BTW, as for the conduit it did not have the pull cord run so I used my compressor and pushed the line through with a foam cylinder (not sure what they're called). Worked like a charm and ran the whole way with ease. Next I get to try the same thing on 4 inch conduit for 1200 feet. I may have to hook up all 3 compressors to get enough air to push it thru.


----------



## Speedy Petey (Feb 1, 2004)

WHY did you sink a ground rod at the well?????


----------



## BigGreen22 (Mar 12, 2008)

It was cheaper than running another #4 copper wire the 515 feet so instead I ran a new ground at the well. That's what the well company told me to do to save a lot of money.


----------



## Stubbie (Jan 7, 2007)

Speedy... is he saying he didn't run a equipment ground with the well branch circuit?


----------



## BigGreen22 (Mar 12, 2008)

That's what I'm saying but I'm starting to feel like the newbie that screwed up. I was told that this would be fine but perhaps my source is wrong. Is it required to run a ground from the box or is it possible to run only the two down and run a ground rod at the well and ground to this?


----------



## chris75 (Aug 25, 2007)

BigGreen22 said:


> It was cheaper than running another #4 copper wire the 515 feet so instead I ran a new ground at the well. That's what the well company told me to do to save a lot of money.


Yikes!, looks like your going to need an equipment ground...


----------



## Stubbie (Jan 7, 2007)

Big Green

Your source was ...dead...wrong 

Hmmmm....this is not the first time the purpose of the ground rod and equipment ground got screwed up. 

That ground rod is for huge voltage events like lightning to protect property and actually wasn't required to be even installed in your application.
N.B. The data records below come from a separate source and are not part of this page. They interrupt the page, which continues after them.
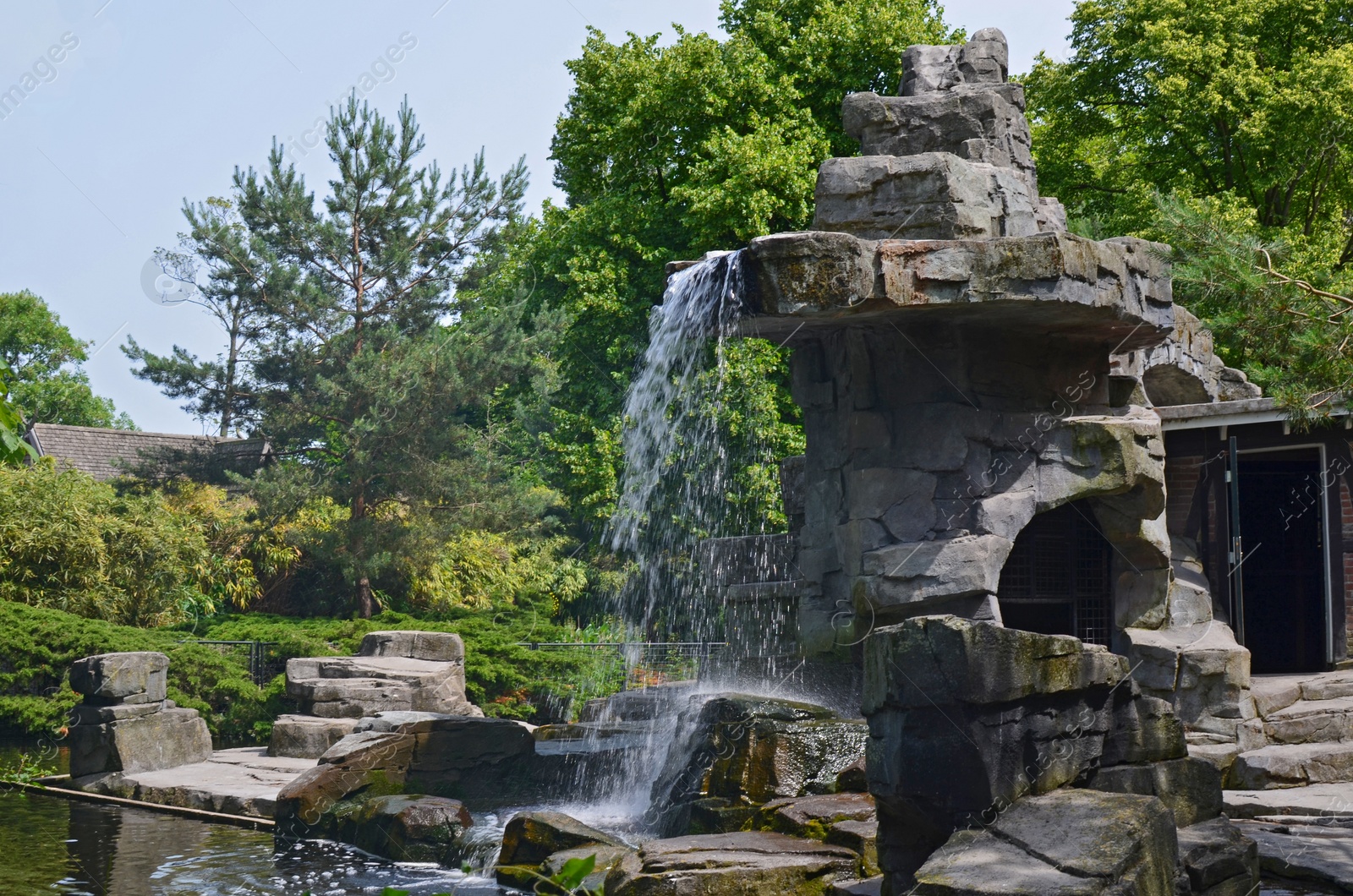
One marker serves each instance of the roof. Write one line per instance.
(1253, 410)
(95, 451)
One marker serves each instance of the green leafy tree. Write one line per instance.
(364, 369)
(1244, 96)
(667, 152)
(238, 278)
(47, 380)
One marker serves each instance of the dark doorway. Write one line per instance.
(1283, 570)
(1057, 578)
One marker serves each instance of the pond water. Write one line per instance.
(52, 844)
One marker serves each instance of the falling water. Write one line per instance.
(678, 468)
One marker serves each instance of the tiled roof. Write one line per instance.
(94, 451)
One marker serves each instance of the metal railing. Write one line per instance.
(263, 668)
(646, 662)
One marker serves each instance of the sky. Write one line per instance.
(134, 106)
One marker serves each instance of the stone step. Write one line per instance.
(1291, 765)
(1321, 801)
(1328, 720)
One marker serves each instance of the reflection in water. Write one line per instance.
(51, 844)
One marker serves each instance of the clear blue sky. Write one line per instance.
(157, 101)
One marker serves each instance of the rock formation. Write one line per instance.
(392, 672)
(125, 724)
(965, 364)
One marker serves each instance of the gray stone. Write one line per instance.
(813, 815)
(443, 647)
(308, 736)
(731, 864)
(112, 679)
(1190, 788)
(923, 196)
(1064, 842)
(1145, 729)
(408, 828)
(1199, 669)
(356, 765)
(1292, 765)
(159, 740)
(238, 781)
(751, 750)
(95, 715)
(983, 60)
(356, 686)
(534, 837)
(1217, 853)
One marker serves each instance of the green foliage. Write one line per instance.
(1245, 96)
(14, 450)
(72, 543)
(1290, 333)
(349, 351)
(45, 367)
(670, 150)
(1224, 130)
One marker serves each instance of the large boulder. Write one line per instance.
(746, 750)
(359, 767)
(965, 716)
(1062, 844)
(162, 740)
(731, 865)
(125, 724)
(1191, 788)
(121, 679)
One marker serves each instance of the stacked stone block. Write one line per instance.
(392, 672)
(125, 723)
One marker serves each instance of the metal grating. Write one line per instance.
(1057, 580)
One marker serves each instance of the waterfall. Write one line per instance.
(678, 470)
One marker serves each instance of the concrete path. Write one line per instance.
(243, 781)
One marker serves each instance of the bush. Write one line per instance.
(71, 543)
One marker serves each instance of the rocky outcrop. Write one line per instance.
(421, 672)
(969, 718)
(731, 865)
(1218, 858)
(392, 672)
(125, 724)
(538, 844)
(1057, 844)
(742, 751)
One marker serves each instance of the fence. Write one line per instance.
(264, 664)
(644, 662)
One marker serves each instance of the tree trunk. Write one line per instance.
(365, 600)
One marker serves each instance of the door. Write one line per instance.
(1282, 516)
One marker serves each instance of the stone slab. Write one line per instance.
(308, 736)
(744, 862)
(1323, 800)
(241, 781)
(1062, 842)
(444, 647)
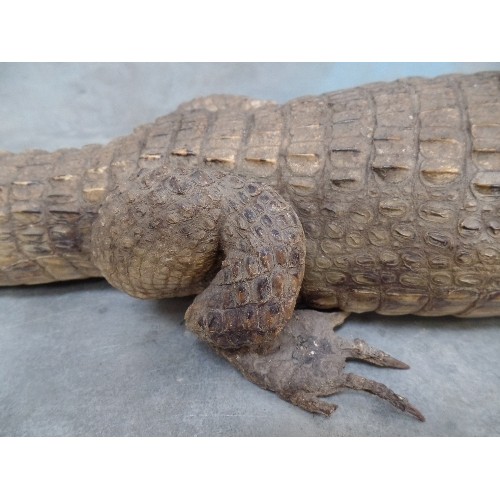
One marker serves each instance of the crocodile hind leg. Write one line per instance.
(308, 360)
(240, 246)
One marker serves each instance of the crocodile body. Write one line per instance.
(396, 186)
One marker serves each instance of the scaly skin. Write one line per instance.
(383, 198)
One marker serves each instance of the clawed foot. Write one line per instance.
(308, 364)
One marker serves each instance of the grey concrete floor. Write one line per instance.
(84, 359)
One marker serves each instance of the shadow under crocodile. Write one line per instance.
(80, 358)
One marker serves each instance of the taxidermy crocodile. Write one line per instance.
(381, 198)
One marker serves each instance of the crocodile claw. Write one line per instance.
(308, 361)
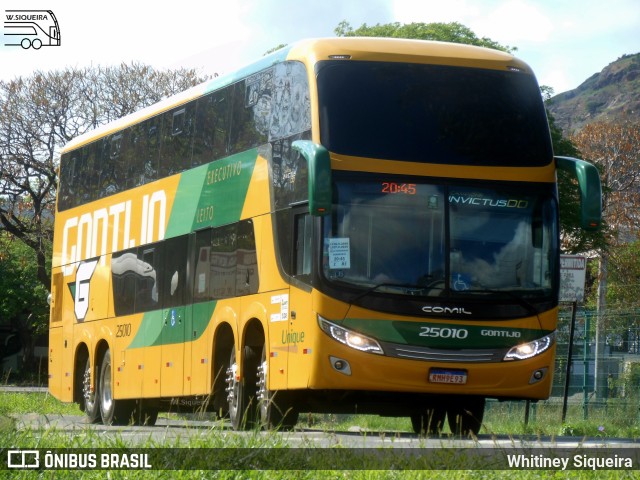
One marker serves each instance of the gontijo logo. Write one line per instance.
(30, 28)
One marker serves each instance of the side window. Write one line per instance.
(177, 136)
(247, 280)
(111, 147)
(174, 273)
(88, 175)
(125, 270)
(144, 149)
(121, 172)
(223, 261)
(245, 131)
(68, 181)
(303, 227)
(211, 130)
(203, 267)
(148, 279)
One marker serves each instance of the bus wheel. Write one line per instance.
(113, 412)
(275, 412)
(430, 422)
(90, 397)
(465, 415)
(241, 391)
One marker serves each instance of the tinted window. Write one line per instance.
(202, 280)
(226, 262)
(223, 261)
(177, 135)
(247, 260)
(244, 133)
(174, 272)
(432, 113)
(148, 277)
(211, 130)
(125, 270)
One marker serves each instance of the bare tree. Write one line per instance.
(39, 114)
(615, 149)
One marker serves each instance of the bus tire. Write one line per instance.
(113, 412)
(90, 396)
(465, 415)
(277, 410)
(241, 392)
(430, 422)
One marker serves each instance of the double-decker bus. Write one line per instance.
(347, 225)
(31, 28)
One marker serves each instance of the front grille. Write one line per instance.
(441, 355)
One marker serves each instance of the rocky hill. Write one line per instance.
(605, 96)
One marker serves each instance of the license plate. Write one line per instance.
(458, 377)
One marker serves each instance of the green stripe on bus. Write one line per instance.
(443, 335)
(212, 195)
(157, 329)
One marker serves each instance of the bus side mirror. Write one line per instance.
(590, 190)
(319, 166)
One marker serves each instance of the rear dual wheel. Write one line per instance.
(277, 409)
(99, 405)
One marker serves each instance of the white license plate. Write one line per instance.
(458, 377)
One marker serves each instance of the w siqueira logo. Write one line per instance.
(30, 29)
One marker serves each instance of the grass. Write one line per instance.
(505, 418)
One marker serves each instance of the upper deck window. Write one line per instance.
(432, 113)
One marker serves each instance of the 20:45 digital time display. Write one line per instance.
(398, 188)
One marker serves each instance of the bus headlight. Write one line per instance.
(350, 338)
(531, 349)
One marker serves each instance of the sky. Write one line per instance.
(564, 41)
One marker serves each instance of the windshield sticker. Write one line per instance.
(283, 314)
(461, 282)
(339, 253)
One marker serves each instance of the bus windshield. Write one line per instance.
(393, 235)
(432, 114)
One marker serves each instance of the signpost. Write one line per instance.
(573, 272)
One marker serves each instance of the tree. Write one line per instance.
(39, 114)
(444, 32)
(23, 305)
(615, 149)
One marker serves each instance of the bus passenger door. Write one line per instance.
(301, 320)
(173, 286)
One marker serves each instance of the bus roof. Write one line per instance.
(313, 50)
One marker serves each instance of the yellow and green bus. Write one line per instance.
(347, 225)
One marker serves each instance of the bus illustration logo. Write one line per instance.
(31, 29)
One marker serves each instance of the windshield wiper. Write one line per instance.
(509, 293)
(407, 290)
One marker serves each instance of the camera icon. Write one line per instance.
(23, 459)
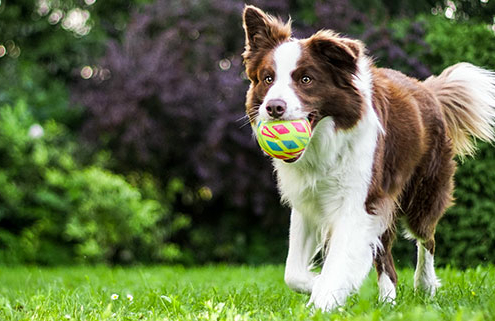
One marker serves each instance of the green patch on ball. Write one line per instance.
(284, 139)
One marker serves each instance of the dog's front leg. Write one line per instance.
(302, 246)
(348, 259)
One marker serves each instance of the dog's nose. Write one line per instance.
(276, 108)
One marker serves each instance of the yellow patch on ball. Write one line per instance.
(284, 139)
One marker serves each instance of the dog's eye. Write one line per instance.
(268, 80)
(305, 80)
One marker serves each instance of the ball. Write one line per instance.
(284, 139)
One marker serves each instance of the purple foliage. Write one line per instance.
(173, 100)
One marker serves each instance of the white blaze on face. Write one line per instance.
(285, 58)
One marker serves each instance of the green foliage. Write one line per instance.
(53, 210)
(466, 234)
(454, 41)
(225, 293)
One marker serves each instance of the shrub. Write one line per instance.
(175, 99)
(53, 210)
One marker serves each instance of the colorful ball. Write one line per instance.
(284, 139)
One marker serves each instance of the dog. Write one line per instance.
(382, 149)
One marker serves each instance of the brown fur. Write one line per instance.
(424, 123)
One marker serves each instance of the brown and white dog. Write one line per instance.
(382, 149)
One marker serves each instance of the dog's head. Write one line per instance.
(293, 79)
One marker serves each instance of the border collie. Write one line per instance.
(382, 149)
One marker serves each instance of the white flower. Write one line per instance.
(36, 131)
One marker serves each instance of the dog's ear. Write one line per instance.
(341, 52)
(263, 31)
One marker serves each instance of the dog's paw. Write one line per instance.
(326, 297)
(300, 282)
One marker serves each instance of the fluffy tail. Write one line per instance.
(467, 95)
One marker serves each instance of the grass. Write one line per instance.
(224, 293)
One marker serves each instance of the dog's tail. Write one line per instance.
(467, 96)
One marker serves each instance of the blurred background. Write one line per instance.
(122, 137)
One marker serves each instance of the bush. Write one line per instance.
(175, 100)
(53, 210)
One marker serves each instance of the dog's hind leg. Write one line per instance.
(428, 195)
(302, 248)
(425, 277)
(385, 268)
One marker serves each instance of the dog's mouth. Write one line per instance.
(313, 120)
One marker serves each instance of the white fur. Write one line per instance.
(302, 248)
(424, 276)
(328, 186)
(285, 57)
(386, 288)
(481, 84)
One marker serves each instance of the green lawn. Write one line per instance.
(223, 293)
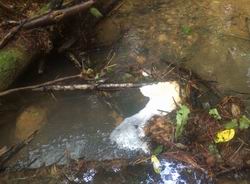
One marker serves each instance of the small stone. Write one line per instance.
(162, 38)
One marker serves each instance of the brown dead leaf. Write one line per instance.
(3, 150)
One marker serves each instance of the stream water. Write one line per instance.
(211, 37)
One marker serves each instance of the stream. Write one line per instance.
(210, 37)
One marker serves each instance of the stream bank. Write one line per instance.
(153, 34)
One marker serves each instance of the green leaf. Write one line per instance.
(158, 150)
(231, 124)
(95, 12)
(215, 114)
(181, 120)
(186, 30)
(244, 122)
(212, 148)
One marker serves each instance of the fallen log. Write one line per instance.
(56, 16)
(47, 86)
(91, 87)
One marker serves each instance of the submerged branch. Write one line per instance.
(91, 87)
(7, 92)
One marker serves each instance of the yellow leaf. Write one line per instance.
(156, 164)
(224, 136)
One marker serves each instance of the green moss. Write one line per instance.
(12, 63)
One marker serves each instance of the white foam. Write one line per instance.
(162, 96)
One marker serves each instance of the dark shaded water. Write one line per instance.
(210, 37)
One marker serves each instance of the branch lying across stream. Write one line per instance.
(7, 92)
(57, 15)
(73, 87)
(47, 86)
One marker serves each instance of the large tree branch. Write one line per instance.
(57, 15)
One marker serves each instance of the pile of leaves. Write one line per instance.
(215, 140)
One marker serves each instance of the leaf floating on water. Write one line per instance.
(215, 114)
(156, 164)
(244, 123)
(181, 120)
(224, 136)
(231, 124)
(158, 150)
(186, 30)
(95, 12)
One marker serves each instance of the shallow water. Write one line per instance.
(210, 37)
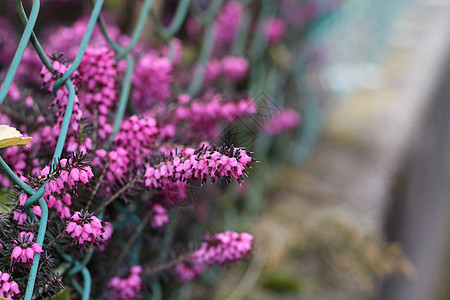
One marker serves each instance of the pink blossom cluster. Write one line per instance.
(84, 227)
(98, 73)
(105, 238)
(49, 134)
(192, 164)
(205, 115)
(159, 217)
(227, 22)
(67, 39)
(187, 271)
(151, 80)
(222, 248)
(66, 177)
(8, 287)
(19, 214)
(235, 68)
(127, 288)
(62, 94)
(285, 120)
(274, 30)
(173, 51)
(19, 159)
(25, 248)
(137, 136)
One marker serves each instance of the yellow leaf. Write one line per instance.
(9, 136)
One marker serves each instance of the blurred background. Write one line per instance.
(354, 202)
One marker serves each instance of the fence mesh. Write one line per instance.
(322, 32)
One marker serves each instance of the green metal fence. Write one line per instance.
(286, 86)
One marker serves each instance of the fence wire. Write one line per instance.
(320, 35)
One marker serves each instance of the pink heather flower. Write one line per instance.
(19, 214)
(206, 115)
(151, 80)
(173, 51)
(8, 287)
(137, 135)
(222, 248)
(274, 30)
(84, 227)
(98, 71)
(118, 163)
(227, 22)
(160, 216)
(187, 272)
(235, 68)
(129, 287)
(66, 177)
(104, 239)
(25, 248)
(19, 158)
(213, 70)
(62, 94)
(199, 164)
(285, 120)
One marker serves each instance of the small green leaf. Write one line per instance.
(10, 136)
(62, 295)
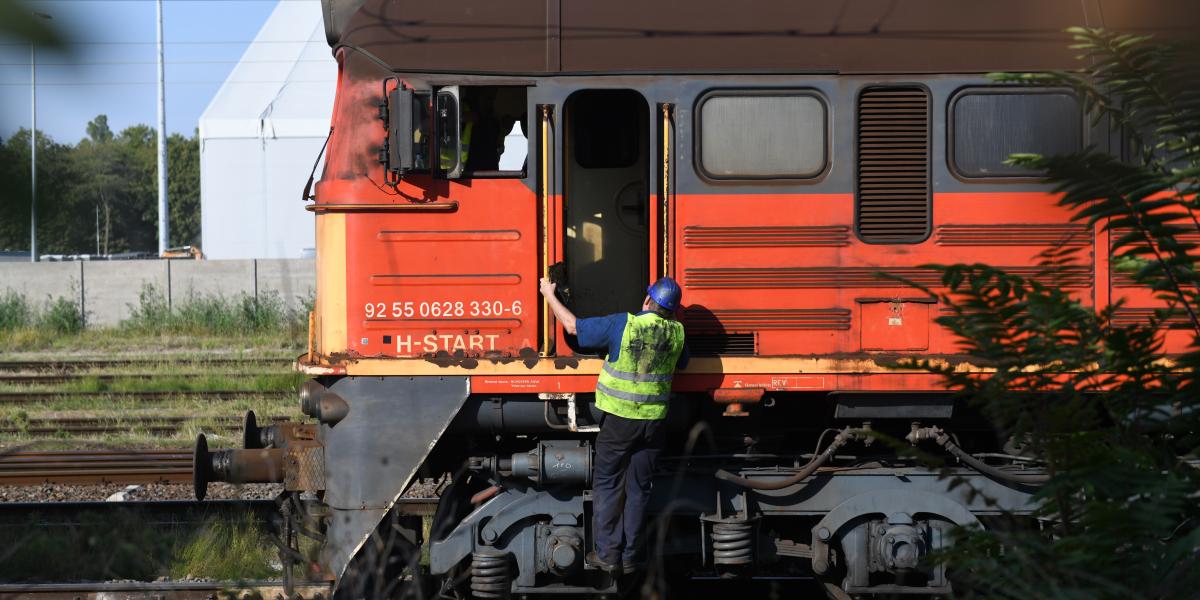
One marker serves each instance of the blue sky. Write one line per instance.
(112, 66)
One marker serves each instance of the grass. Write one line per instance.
(108, 545)
(198, 323)
(234, 550)
(57, 317)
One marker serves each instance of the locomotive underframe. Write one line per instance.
(516, 520)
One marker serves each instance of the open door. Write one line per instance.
(606, 217)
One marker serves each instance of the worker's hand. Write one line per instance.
(546, 287)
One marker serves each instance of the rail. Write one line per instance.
(173, 589)
(75, 365)
(25, 397)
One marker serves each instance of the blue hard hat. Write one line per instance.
(665, 293)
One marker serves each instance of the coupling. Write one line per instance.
(256, 466)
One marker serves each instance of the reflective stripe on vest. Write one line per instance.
(636, 377)
(633, 397)
(637, 385)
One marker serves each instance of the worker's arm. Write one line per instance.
(562, 313)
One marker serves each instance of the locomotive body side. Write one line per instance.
(621, 155)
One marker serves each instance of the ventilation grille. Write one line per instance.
(893, 165)
(713, 345)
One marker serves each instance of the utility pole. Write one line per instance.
(163, 210)
(33, 154)
(33, 145)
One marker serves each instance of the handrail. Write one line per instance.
(666, 190)
(545, 225)
(431, 207)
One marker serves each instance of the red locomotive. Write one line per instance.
(784, 161)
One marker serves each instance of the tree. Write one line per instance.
(1113, 419)
(108, 175)
(99, 131)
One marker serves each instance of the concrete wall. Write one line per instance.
(109, 289)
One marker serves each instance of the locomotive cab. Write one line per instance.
(791, 166)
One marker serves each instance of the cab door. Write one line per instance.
(606, 207)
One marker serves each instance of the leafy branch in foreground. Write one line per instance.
(1114, 419)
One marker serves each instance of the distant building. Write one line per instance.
(261, 135)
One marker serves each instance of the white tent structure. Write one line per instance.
(261, 135)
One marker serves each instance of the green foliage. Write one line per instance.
(210, 315)
(1115, 424)
(226, 551)
(58, 316)
(15, 311)
(107, 178)
(63, 316)
(121, 544)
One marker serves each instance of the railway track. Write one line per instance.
(28, 397)
(120, 424)
(162, 591)
(15, 366)
(96, 467)
(75, 376)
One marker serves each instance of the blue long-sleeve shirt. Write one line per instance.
(606, 333)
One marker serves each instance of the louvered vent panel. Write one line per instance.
(718, 345)
(893, 165)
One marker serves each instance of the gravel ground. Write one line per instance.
(60, 492)
(217, 491)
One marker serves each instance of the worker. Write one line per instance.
(633, 391)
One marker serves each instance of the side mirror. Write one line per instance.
(451, 149)
(401, 148)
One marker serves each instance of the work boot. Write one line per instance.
(595, 562)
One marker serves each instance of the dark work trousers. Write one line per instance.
(627, 450)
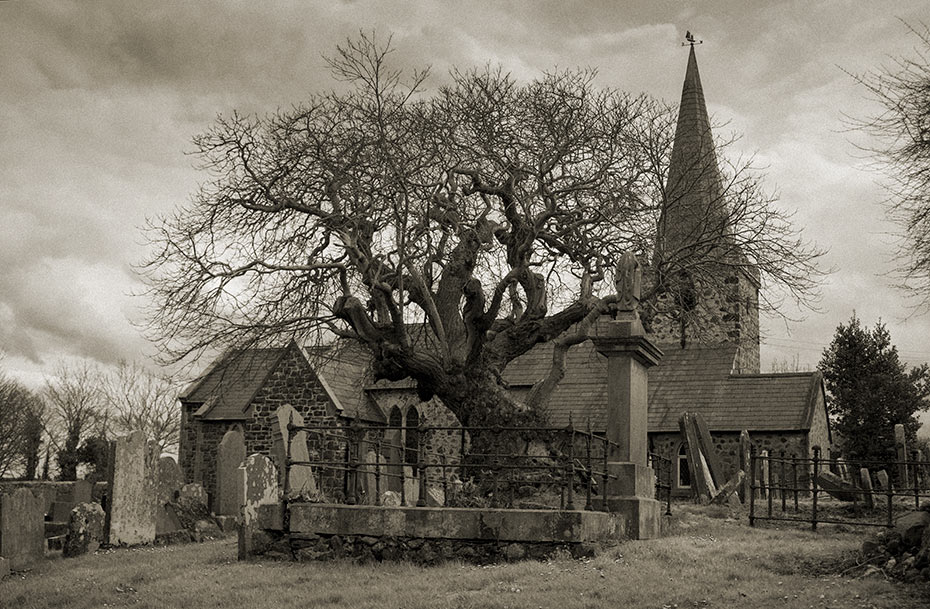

However the well head makes for a great grounding electrode....when its closer to the house....

The equipment ground provides for the opening of the well motor branch circuit overcurrent device (circuit breaker) back at the panel to save your behind in the event of a ground fault or short circuit.

A ground rod has too much impedance/resistance to allow enough current to flow through the breaker to open it in the event of fault at the well or anywhere on the branch circuit. What you ave right now is the possibility of all the metal at the well to become energized at line voltage and the breaker will not open. You come along or someone else and if a fault exists you get your !!!!!!! knocked in the dirt or worse.


----------



## Speedy Petey (Feb 1, 2004)

I glanced right over the "two wire 230v".

Yes, that is most certainly WRONG as the others have pointed out!

I STRONGLY suggest you tell your "source" that _several_ qualified electricians told you this is very wrong and that they should STOP giving out such erroneous and DANGEROUS advice.


----------



## BigGreen22 (Mar 12, 2008)

I'm sure glad that I haven't been using it much. It's connected to a generator so doesn't run much currently and won't be any more until setup correctly. So let me get it right this time and once again get some brainstorming done on how to get the next wire through. Now that two are in how do I run more? I'm not sure how I will get another pull cord down the 500 feet of conduit. As for the other wire, since my main wires are #4 does the ground have to be #4? Also, do I need only the two hot wire's down and the ground or does there need to be 4 down (2 hot, neutral and ground)?
Thanks again for catching my mistake. I'm thankful I posted what I did.


----------



## Stubbie (Jan 7, 2007)

Disconnect both wires at each end tie a a pull string to the wires at the circuit breaker end pull both wires out at the opposite end. This will pull in the pull string. then tie on all three wires and repull them. Hopefully you have big enough conduit because you need a #4 ground as well. You can go either way but my thinking is at the 'well' it will be easier to manage the cable as you pull it out.

In your case you have a 1 1/2h/p motor and a 3/4 h/p motor at the well. 10 amps x 1.25 + 7 amps = 19.5 amps. So a 20 amp branch circuit would have ran these motors before voltage drop. There is no size reduction for a 20 amp branch circuit in table 250.122 for the ground wire.. so the increase in equipment ground wire size would be 1:1 so the branch circuit also requires a #4 ground. This is all a result of the distance involved and you must be able to have low enough voltage drop on fault to allow enough current to return to the source (center tap of utility transformer) to open the breaker.


----------



## BigGreen22 (Mar 12, 2008)

What size breaker is needed in this application? I have a 40 amp in but not sure if that is too big based upon your comments. Pulling the wire through will be so much fun. Thanks for the help. I figured this was what is necessary but just needed someone to say it. It's 2 inch conduit so should be big enough. 
BTW, since I've got the ground rod in at the well and it's attached should I leave it hooked up or does it matter? Just wondering if it would do any good or if it's doesn't matter at all.


----------



## Stubbie (Jan 7, 2007)

Actually in your application operating two motors on the same branch circuit requires a feeder calculation in the event both motors start at the same time.

10 x 2.5 = 25 amps + 7 amps = 32 amps next size down is 30 AMPS.

So your maximum breaker should be 30 amps.

Leave the ground rod it won't hurt a thing.


----------